Detectability occurs because of the distinctive pattern and magnitude of stratospheric temperature change due to CO2 emissions. The human-induced stratospheric cooling is large and grows with altitude. In contrast, natural variations in stratospheric temperature are smaller and yield a different pattern of cooling.
In simulations performed with a simple radiative convective climate model in 1967, Syukuro Manabe and Richard Wetherald quantified the temperature effects of CO2. Their research yielded warming of the troposphere and cooling of the stratosphere, with cooling predicted to amplify with greater height above the tropopause. The vertical profile of temperature predicted by Manabe and Wetherald was subsequently confirmed by more complex models and observations.
But early pattern-based studies seeking to discern a human fingerprint in weather balloon and satellite atmospheric temperature data neglected the mid- to upper stratosphere, where the temperature signal of CO2 increase is expected to be considerably larger than in the troposphere or the lower stratosphere.
“In searching for a human CO2 signal, the mid- to upper stratosphere layer has the additional advantage that it is less affected than lower atmospheric layers by particulate pollution and by human-caused changes in stratospheric ozone,” Po-Chedley said.
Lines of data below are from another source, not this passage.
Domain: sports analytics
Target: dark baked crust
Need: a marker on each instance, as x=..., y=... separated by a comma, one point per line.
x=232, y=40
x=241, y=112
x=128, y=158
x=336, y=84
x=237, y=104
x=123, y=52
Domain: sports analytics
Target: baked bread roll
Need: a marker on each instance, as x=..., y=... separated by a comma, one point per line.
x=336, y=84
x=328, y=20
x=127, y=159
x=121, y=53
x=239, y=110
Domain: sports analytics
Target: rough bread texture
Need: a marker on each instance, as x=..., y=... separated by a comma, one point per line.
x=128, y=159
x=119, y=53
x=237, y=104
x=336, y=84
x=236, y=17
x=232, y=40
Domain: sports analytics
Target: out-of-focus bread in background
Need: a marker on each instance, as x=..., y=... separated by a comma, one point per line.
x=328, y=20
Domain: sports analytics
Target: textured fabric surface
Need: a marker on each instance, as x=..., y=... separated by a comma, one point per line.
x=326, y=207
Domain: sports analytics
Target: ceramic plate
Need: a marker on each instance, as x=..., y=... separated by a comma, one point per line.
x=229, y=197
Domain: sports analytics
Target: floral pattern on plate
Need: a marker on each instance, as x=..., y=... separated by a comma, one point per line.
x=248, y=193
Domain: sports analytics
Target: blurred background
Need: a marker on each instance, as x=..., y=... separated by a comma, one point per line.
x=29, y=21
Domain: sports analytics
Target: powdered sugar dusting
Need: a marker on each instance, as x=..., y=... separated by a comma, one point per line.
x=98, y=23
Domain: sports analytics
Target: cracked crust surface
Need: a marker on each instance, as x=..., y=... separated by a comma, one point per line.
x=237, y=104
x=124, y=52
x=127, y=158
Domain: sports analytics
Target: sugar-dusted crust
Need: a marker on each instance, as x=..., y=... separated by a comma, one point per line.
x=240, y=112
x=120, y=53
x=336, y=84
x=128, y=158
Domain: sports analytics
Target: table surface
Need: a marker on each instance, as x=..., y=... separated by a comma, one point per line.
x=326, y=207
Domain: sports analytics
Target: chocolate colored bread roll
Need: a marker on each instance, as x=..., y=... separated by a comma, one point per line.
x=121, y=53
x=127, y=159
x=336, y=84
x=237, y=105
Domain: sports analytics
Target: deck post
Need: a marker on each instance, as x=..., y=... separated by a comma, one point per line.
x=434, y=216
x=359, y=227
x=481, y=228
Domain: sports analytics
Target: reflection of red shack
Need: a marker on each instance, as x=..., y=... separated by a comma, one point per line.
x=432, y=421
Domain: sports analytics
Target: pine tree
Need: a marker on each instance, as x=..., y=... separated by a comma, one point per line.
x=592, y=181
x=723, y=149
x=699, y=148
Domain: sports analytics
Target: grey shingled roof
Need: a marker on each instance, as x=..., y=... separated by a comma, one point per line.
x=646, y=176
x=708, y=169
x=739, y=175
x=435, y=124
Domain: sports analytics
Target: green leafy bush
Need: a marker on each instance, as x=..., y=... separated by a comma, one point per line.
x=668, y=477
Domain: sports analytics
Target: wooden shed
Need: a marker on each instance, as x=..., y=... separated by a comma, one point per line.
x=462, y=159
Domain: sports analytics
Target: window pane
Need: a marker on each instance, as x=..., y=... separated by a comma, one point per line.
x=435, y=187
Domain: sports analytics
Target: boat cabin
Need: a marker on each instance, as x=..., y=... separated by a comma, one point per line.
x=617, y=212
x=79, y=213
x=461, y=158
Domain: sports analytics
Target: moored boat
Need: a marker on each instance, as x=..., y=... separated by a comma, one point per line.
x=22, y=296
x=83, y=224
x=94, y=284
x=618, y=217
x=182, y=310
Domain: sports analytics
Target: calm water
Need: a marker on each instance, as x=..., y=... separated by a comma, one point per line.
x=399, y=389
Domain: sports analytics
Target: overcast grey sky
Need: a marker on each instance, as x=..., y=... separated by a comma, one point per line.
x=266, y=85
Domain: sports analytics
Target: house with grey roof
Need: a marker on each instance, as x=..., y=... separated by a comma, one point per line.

The new work expands on earlier fingerprint studies that relied solely on Microwave Sounding Unit (MSU) data for estimating latitude-height profiles of atmospheric temperature change. In the new study, the team compared the atmospheric temperature trends seen in improved satellite data sets to those obtained in newer model simulations of the historical period. The simulations provided estimates of the expected “signal” due to human influence on the climate.
The team also used an ensemble of pre-industrial control runs with no year-to-year changes in human or natural external factors. The control runs provide multi-model estimates of the “noise” resulting from natural internal variations in climate. The satellite-observed changes in atmospheric temperature were consistent with the human-caused changes and produced a large signal-to-noise ratio.
Reference: “Exceptional stratospheric contribution to human fingerprints on atmospheric temperature” by Benjamin D. Santer, Stephen Po-Chedley, Lilong Zhao, Cheng-Zhi Zou, Qiang Fu, Susan Solomon, David W. J. Thompson, Carl Mears and Karl E. Taylor, 8 May 2023, Proceedings of the National Academy of Sciences.
DOI: 10.1073/pnas.2300758120
Co-authors on the paper also included researchers from the University of California, Los Angeles (UCLA), Nanjing University, the National Oceanic and Atmospheric Administration (NOAA), University of Washington, Massachusetts Institute of Technology (MIT), Colorado State University, University of East Anglia, and Remote Sensing Systems.
The LLNL portion of the work is funded by the Department of Energy, Office of Science, Regional and Global Model Analysis Program. The paper was led by former LLNL scientist Ben Santer, who is now at the Woods Hole Oceanographic Institution and UCLA.